Reverse proxy certificate CN question

nikoladsp · June 14, 2018, 12:45pm

Hi,
I have a server which is publicly available (ie myservername.mydomain.com). This server hosts virtual machine which is not accessible from the outside, only from the server itself and its name is say, myapi.mydomain.com. NGINX is on both, and myservername redirects traffic to myapi. Certbot certificates are all generated on myserver (for both myservername and myapi).

When using from web browser, everything is fine; but I have a need to consume some REST services from myapi using POCO C++, which constantly fails to verify myapi’s signature. After some research I find out that problem is in certificate’s CN: I always get CN for myservername alhtough URL targets myapi.

My question is: did I generate certificate properly for this scenario? I may try to add separate DNS record for the VM with different IP, but not sure will this work.

Thank you in advance

JuergenAuer · June 14, 2018, 1:48pm

Hi @nikoladsp

normally, it should work. Sounds like the webserver configuration doesn’t use the correct certificate. Not a problem of the certificate generation, more a problem using the certificates local.

You can use two different certificates myservername.mydomain.com and myapi.mydomain.com.

You can also create a wildcard-certificate *.mydomain.com and use this with both servers.

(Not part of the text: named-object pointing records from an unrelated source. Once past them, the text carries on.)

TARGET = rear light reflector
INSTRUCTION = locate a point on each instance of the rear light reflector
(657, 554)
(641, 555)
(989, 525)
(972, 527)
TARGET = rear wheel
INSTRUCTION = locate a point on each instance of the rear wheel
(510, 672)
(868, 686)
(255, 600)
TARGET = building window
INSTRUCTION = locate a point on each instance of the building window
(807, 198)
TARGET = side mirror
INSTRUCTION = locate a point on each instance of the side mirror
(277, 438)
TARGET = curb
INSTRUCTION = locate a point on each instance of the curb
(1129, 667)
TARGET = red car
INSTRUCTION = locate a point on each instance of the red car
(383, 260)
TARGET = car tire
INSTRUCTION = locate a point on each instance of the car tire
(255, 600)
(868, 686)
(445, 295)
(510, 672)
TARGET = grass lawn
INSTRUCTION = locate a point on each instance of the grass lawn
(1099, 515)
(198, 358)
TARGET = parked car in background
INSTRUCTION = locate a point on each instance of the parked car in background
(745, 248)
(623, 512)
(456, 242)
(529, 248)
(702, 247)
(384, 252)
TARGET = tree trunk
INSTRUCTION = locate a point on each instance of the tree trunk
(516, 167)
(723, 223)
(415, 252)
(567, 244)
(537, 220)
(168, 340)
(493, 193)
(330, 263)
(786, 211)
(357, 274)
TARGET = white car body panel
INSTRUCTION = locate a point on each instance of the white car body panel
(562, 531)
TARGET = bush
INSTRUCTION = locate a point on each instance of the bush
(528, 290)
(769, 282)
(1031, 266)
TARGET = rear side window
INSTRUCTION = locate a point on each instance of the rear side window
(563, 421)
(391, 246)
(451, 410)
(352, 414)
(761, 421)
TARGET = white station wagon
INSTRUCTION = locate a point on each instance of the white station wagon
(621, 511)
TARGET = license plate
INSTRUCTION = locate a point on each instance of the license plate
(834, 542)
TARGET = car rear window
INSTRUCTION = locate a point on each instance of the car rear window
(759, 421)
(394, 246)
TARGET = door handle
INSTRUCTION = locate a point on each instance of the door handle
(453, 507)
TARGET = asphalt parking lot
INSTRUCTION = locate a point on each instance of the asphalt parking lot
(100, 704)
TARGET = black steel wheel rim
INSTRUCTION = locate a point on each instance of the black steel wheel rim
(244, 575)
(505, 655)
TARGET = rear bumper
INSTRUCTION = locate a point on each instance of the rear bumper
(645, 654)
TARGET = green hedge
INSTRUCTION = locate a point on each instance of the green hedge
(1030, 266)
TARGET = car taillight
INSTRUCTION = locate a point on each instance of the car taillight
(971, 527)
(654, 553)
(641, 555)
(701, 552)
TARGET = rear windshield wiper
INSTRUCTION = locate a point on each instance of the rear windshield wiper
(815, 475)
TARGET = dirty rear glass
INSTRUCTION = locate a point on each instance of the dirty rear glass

nikoladsp · June 14, 2018, 2:14pm

Thank you for the reply.

Here is the piece of myapi server NGINX on myserver:

listen 443;
server_name myapi.mydomain.com;

ssl on;
ssl_certificate /etc/letsencrypt/live/myapi.mydomain.com/fullchain.pem;
ssl_certificate_key /etc/letsencrypt/live/myapi.mydomain.com/privkey.pem;

And this is the part of the myserver’s NGINX:

server {
    listen 80 default_server;
    listen [::]:80 default_server;
    server_name mydomain.com myserver.mydomain.com;
    return 301 https://$server_name$request_uri;
}

server {
    listen 443 ssl http2 default_server;
    listen [::]:443 ssl http2 default_server;       
    server_name mydomain.com myserver.mydomain.com;

    ssl on;
    ssl_certificate /etc/letsencrypt/live/myserver.mydomain.com/fullchain.pem;
    ssl_certificate_key /etc/letsencrypt/live/myserver.mydomain.com/privkey.pem;
    ...

I did not know that is possible to generate wildcard certificate with Cetbot. I may try this one.

JuergenAuer · June 14, 2018, 3:15pm

This needs ACME-v2, it’s available since ~~ march 2018. You have to use the dns-01 - challenge, so you need to add two dns-entries _acme-challenge (one *.example.com, one example.com).

nikoladsp · June 14, 2018, 4:09pm

Thank you kindly! I am on line with no-ip support which is my DNS provider.

Best regards

nikoladsp · June 14, 2018, 5:03pm

Sorry, I forgot to ask: if this is a good command:

certbot certonly --manual -d *.mydomain.com -d mydomain.com --agree-tos --no-bootstrap --manual-public-ip-logging-ok --preferred-challenges dns-01 --server https://acme-v02.api.letsencrypt.org/directory

system · July 14, 2018, 5:03pm

This topic was automatically closed 30 days after the last reply. New replies are no longer allowed.